The Uffizi Gallery inaugurated the new Vasari Auditorium on February 5, adding six new spaces to the museum. The ground floor rooms in the Gallery’s west wing are dedicated to Giorgio Vasari, famed court painter and architect who designed the space. The name and dedication is certainly not a coincidence, as the rooms are the only ones that still perfectly preserve Vasari’s original layout: a succession of large halls facing the portico and two smaller rooms behind each of these.

 

“Florence has been enriched by a new location for cultural promotion, education and spreading awareness,” declared Eike Schmidt, director of the Uffizi Galleries. “The space is specifically equipped to host conventions, scientific conferences, public debates and cultural events in the broadest sense of the term.” Indeed, the auditorium boasts a projection and audio-visual system with a retractable screen, offering the museum an additional place to hold conferences and presentations beyond the S. Pier Scheraggio room used until now.

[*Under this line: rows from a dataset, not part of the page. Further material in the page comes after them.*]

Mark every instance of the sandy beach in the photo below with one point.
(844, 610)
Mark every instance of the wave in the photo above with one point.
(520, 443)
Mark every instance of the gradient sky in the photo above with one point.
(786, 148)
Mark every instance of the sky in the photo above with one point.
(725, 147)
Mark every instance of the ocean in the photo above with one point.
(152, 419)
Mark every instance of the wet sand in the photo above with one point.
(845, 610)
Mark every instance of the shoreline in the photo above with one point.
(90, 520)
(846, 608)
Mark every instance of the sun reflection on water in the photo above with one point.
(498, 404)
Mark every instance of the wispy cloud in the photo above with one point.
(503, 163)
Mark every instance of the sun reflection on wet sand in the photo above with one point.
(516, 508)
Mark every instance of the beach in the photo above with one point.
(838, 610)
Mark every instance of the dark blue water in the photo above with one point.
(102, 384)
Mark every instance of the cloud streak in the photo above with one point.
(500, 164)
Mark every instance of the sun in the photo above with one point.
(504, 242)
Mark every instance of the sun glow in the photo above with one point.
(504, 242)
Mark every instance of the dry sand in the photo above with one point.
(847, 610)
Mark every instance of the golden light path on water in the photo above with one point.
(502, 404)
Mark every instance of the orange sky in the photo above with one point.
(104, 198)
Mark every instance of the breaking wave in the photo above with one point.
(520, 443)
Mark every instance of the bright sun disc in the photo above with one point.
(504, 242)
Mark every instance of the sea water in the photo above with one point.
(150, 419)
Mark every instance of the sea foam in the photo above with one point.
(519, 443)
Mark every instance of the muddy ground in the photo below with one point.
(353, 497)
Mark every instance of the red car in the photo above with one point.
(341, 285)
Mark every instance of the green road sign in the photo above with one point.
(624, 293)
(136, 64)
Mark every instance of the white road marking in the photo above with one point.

The spaces will also be connected to the museum’s itinerary, making it a further available space for temporary exhibitions, though there is also an exterior entrance for outside events.  

 

 

The rooms originally housed the offices of Florence’s Magistrates, which were replaced by the House of Lorraine’s archives, followed, after Unification, by the State Archives, and finally the Gabinetto Fotografico. The space comprises six rooms: two large rooms and four smaller ones behind these. The first room upon entrance is the Vasari Auditorium, followed by the Sala di Arianna, where a marble Sleeping Ariadne – a Roman copy of a Greek original from the 3rd century BCE – sits underneath a large, 16th-century Medici coat of arms, symbolizing the importance of classical sculpture in the Medici’s collecting habits. The room acts as a prelude to the future Antiquarium, which is planned in the coming years.

 

In addition to a room that contains a bathroom and a coat check that can be utilized during events, the three remaining smaller rooms behind the auditorium and the Sala di Arianna are dedicated to the history of the Uffizi, with one focused on the Uffizi’s foundation, another highlighting Vasari’s design, with models made for the 2011 exhibition on the late-Renaissance architect, and a final room about Arata Isozaki’s winning project for redesigning the Uffizi’s exit.